Tezcan and co-workers have also developed protein–metal–organic crystalline frameworks that can also be viewed as artificial metalloproteins.[107] This approach is closely related to the aforementioned MDPSA, wherein protein surface mutations designed to coordinate a metal ion and an exogenous, metal-binding organic linker promote the assembly of 3D lattices with protein nodes. Due to the presence of the organic linker, the resulting materials do not feature the same close protein–protein interfaces as those previously described and are highly porous materials that maintain the intrinsic structural and functional properties of the incorporated protein node. Like metal–organic frameworks, the design of protein–metal–organic frameworks is highly modular, as the protein node, metal ion, and organic linker may all be varied to yield materials with new topologies.[108] Indeed, Tezcan has shown that the thermal properties of protein–metal–organic frameworks derived from ferritin nodes are tunable and variable depending on the identity of the interstitial metal ion and organic linker.[109]

Summary

This Perspective highlighted advances in engineering biologically relevant active sites within protein hosts. These types of ArMs have provided a wealth of information on the properties of metallocofactors and thus have proven to be useful models for natural proteins. It is striking that, within this area of research, there are several complementary methods to engineer new ArMs, and we focused on the different types of protein hosts that have been used. One common feature of these ArMs is the role that the host has in regulating the microenvironments around the metallocofactors. Protein-induced interactions, particularly those involved in noncovalent interactions, are designed into many of the active sites that have been discussed. We have previously argued that microenvironmental effects are crucial for function and are key factors in what distinguishes the functions of metalloproteins from those of synthetic systems.[110−112] Within a larger context, ArMs offer an ideal platform to test existing ideas on how these effects regulate the properties of metal complexes that should lead to improved catalytic systems.

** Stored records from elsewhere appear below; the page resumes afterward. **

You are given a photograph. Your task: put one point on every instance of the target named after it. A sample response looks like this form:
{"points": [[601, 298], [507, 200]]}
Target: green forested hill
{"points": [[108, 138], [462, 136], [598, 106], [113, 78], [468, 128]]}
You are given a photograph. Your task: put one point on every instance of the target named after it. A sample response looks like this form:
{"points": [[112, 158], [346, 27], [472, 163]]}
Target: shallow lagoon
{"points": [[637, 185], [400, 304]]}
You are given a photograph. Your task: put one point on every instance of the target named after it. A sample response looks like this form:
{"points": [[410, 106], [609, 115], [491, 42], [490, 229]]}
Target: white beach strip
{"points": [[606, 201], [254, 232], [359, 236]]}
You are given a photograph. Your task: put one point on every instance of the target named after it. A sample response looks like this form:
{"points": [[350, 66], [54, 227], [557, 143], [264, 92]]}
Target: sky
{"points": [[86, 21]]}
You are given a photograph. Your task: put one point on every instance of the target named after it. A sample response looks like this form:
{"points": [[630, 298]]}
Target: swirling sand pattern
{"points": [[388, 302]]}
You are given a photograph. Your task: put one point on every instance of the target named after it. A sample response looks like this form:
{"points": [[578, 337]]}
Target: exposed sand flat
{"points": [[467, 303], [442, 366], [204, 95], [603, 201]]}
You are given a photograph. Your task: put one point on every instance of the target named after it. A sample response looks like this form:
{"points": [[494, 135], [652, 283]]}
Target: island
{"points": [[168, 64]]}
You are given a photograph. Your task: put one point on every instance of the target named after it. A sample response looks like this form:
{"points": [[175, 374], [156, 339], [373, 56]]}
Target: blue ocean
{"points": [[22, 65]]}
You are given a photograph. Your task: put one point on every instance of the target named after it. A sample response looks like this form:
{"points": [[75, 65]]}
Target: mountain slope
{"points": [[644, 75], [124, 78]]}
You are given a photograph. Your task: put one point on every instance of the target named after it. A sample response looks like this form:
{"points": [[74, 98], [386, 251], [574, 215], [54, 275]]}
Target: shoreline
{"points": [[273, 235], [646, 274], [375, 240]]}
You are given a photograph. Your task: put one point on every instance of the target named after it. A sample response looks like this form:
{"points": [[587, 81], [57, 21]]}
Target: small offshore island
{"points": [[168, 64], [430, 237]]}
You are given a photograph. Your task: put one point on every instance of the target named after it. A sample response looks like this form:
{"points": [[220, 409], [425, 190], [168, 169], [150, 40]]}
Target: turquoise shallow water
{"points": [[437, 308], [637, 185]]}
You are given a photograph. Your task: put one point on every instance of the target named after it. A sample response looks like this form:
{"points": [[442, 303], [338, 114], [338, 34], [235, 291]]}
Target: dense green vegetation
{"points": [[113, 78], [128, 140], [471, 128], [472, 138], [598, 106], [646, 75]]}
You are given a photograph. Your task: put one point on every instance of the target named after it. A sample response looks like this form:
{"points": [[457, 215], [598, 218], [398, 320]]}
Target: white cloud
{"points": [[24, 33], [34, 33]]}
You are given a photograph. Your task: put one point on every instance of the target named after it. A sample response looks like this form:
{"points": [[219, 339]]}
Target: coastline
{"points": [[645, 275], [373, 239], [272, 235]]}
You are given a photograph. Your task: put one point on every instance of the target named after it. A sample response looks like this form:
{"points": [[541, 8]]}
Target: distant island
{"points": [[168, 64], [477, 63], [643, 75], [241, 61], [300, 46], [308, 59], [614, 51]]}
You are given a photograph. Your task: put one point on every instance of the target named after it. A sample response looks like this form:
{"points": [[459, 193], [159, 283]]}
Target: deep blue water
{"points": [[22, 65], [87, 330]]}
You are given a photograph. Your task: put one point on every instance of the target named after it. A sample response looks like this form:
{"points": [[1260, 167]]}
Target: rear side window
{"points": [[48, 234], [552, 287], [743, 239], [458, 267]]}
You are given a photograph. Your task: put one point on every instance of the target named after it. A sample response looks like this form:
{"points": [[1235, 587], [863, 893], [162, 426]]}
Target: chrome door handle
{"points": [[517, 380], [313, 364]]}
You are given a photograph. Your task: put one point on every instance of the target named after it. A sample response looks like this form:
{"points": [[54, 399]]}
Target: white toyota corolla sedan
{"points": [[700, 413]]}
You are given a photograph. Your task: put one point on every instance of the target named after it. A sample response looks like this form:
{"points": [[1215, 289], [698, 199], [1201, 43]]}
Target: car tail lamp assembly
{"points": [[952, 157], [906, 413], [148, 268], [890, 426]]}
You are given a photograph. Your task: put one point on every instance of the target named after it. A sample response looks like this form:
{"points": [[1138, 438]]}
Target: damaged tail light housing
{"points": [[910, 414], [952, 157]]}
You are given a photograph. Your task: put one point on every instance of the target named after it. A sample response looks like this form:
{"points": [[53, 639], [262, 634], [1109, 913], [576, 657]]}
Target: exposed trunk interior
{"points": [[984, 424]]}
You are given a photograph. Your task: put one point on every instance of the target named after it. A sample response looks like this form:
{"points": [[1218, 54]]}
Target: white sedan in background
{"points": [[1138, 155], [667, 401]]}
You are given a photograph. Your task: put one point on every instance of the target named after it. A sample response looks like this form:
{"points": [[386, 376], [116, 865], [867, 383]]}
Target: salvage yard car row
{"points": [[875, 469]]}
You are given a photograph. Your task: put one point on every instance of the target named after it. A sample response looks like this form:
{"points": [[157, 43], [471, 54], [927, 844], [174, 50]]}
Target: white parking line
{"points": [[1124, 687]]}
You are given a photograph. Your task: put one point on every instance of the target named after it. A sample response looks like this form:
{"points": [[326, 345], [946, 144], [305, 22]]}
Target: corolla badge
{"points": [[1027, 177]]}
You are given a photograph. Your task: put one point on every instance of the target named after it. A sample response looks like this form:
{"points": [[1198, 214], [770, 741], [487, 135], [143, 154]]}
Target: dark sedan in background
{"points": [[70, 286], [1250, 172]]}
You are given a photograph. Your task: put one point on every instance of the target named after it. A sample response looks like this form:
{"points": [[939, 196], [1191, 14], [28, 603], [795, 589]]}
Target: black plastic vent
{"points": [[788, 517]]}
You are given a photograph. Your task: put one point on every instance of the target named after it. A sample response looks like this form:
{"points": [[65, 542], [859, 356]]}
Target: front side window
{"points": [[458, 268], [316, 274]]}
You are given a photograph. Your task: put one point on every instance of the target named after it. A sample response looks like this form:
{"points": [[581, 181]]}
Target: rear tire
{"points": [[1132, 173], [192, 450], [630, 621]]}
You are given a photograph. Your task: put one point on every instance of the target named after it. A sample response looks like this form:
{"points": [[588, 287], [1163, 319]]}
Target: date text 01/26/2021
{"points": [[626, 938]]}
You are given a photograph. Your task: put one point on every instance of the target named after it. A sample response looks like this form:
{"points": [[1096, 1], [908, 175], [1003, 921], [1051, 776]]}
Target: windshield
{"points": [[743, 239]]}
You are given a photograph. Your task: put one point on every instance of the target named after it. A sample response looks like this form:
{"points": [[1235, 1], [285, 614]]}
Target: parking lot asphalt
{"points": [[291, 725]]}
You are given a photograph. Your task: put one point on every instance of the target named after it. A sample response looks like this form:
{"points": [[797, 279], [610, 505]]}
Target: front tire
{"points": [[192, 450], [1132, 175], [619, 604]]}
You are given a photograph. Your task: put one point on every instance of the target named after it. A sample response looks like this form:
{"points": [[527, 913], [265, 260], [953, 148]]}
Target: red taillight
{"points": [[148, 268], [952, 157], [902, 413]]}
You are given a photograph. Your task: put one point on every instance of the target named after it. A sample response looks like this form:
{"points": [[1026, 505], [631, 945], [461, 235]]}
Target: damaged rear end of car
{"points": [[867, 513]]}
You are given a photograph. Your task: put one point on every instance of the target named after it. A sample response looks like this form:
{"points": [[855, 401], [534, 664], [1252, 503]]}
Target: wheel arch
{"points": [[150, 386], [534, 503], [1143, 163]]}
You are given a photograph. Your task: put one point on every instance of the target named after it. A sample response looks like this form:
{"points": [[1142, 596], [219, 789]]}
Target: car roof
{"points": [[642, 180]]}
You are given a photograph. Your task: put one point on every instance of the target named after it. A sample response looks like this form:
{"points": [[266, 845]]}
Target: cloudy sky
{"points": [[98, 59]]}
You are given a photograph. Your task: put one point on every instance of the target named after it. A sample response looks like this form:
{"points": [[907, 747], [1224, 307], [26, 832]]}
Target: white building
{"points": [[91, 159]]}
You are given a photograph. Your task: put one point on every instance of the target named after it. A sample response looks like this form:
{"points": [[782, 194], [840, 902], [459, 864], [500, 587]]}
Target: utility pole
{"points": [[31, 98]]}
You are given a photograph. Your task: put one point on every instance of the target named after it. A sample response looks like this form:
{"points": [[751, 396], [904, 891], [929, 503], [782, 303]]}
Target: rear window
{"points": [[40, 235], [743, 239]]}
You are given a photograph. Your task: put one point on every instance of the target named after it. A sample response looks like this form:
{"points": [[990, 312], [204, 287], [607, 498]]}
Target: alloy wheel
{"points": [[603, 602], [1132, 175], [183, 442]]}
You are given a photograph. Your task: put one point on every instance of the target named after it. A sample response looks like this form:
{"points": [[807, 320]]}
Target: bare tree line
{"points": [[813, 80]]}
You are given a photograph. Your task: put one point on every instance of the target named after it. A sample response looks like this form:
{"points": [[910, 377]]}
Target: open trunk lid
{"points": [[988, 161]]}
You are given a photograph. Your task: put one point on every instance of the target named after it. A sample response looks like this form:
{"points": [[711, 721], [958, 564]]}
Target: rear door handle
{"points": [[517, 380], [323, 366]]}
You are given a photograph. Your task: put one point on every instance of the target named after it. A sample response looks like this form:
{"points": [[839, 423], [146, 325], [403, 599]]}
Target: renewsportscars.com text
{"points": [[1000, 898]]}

One idea for further development is to engineer additional sites for the specific binding of external molecules. This concept is particularly important for catalysis where selectivities and efficiencies can be amplified by designing substrate-specific binding site proximal to an artificial metallocofactor. For catalysis, the introduction of an additional catalytic site would also be advantageous for many transformations. We point to the work of Roelfes, who recently reported ArMs with dual catalytic centers.[113,114] In one system, he introduced an ArM with two catalytic sites that acted synergistically to achieve enantioselectivities of up to 99% ee for a Michael addition reaction.[113] The key design feature was the engineering of two different catalytic sites, in which one was comprised of an unnatural p-aminophenylalanine residue to activate an enal and the second contained a Lewis acidic CuII complex. The first site activated an enal, and the second activated the Michael donor by enolization and delivered it to one preferred prochiral face of the activated enal. These results show the promise of engineering multiple catalytic sites within one protein host and how increased structural complexity can be harnessed to enhance function.